In 2000, fund giant Vanguard Group introduced what it calls its Admiral class of shares as a way of rewarding loyal investors. Shareholders who held $150,000 for at least three years or $50,000 for at least 10 years were bumped up into the Admiral class by Vanguard. That gave them an immediate reward of annual fees that were as much as one-third lower than normal.
Today, $1.1 trillion, or fully 36% of Vanguard’s total assets, is in Admiral shares. As the firm’s assets have grown, the Admiral requirements have fallen: Anyone with at least $10,000 in an index fund or $50,000 in an actively managed fund qualifies, regardless of tenure. Fidelity Investments also offers shares with lower expenses to investors who keep a minimum of $10,000 in a fund.
You might think many other mutual-fund companies would have followed suit. But Admiral never aroused any “chatter or controversy or envy or emulation,” says a Vanguard executive who was involved in the launch. Several fund-industry experts say they aren’t aware of other firms that have done anything similar.
Mr. Seides of Protégé Partners says he already has heard from several hedge-fund managers interested in adopting the idea of loyalty shares. No mutual-fund company has contacted him so far, he says.
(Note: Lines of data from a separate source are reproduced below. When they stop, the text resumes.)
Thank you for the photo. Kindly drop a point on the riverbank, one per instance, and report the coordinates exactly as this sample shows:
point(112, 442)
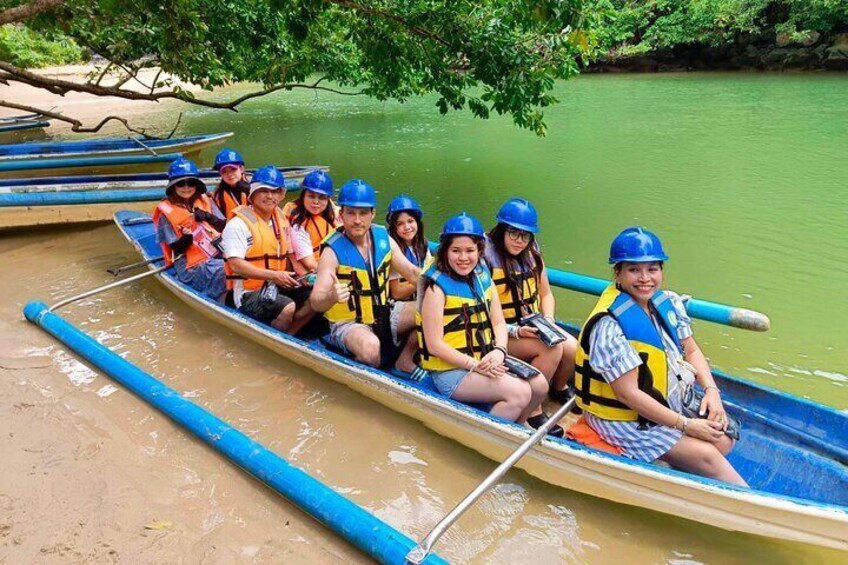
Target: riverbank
point(814, 53)
point(90, 109)
point(92, 474)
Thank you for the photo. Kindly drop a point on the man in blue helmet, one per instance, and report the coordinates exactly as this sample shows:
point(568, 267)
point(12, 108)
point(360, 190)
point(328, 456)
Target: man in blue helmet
point(352, 284)
point(257, 248)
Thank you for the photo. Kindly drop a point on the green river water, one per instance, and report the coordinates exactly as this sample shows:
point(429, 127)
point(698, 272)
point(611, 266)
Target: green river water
point(742, 176)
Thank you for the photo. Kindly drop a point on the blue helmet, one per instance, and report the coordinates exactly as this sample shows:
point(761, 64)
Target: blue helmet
point(519, 214)
point(227, 156)
point(462, 224)
point(357, 193)
point(268, 177)
point(183, 169)
point(403, 203)
point(636, 245)
point(318, 182)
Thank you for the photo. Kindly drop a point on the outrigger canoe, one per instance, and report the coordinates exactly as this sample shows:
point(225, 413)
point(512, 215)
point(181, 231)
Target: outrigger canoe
point(109, 147)
point(96, 198)
point(22, 125)
point(11, 124)
point(793, 452)
point(99, 156)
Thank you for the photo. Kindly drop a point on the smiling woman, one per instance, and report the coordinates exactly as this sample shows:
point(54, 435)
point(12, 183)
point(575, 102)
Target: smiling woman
point(631, 374)
point(188, 227)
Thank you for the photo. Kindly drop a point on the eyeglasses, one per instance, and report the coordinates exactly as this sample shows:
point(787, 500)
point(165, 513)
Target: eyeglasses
point(519, 235)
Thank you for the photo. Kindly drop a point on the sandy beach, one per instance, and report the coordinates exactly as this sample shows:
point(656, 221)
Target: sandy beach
point(81, 482)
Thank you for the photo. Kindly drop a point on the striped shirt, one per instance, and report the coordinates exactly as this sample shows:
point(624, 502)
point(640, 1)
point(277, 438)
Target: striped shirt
point(611, 356)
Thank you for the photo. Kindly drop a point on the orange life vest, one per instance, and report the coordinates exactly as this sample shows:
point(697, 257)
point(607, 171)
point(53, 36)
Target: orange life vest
point(317, 227)
point(179, 217)
point(269, 248)
point(227, 203)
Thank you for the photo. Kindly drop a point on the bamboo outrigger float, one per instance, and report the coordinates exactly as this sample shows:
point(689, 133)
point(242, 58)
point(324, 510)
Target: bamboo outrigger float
point(793, 452)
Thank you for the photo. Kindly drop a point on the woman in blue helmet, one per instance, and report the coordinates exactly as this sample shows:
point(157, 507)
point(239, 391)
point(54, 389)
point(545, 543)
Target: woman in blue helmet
point(312, 215)
point(462, 335)
point(188, 227)
point(636, 361)
point(404, 222)
point(233, 189)
point(518, 270)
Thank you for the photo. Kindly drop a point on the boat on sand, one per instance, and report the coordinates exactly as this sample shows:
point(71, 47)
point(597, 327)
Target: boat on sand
point(792, 452)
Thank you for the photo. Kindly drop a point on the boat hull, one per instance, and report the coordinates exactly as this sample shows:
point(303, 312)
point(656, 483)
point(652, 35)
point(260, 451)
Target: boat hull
point(559, 462)
point(93, 198)
point(75, 157)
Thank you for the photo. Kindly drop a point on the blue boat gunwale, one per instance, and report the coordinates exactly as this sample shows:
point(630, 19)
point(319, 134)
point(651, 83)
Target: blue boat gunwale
point(22, 125)
point(45, 150)
point(130, 177)
point(405, 386)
Since the 1990s, mutual funds have offered a brimming alphabet goulash of ways to add more fees for certain kinds of investors: A shares charging upfront commissions, B shares charging back-end commissions and C shares charging higher annual fees, along with D shares, E shares, F shares, H shares, I shares, IR shares, K shares, L shares, M shares, N shares, O shares, P shares, Q shares, R shares, RX shares, S shares, T shares, W shares, X shares, Y shares and Z shares.
But almost no one, it seems, offered shares with discounted fees for loyal investors.
And, while many financial advisers reduce their annual fees for investors with millions of dollars, very few—if any—offer lower fees for clients who stay put for years on end, says Eliza De Pardo, director of consulting at FA Insight, a financial research firm in Tacoma, Wash.
When will mutual funds and financial advisers finally wake up to the fact that some hedge funds—notwithstanding a reputation for high fees—are treating loyal investors better than they are?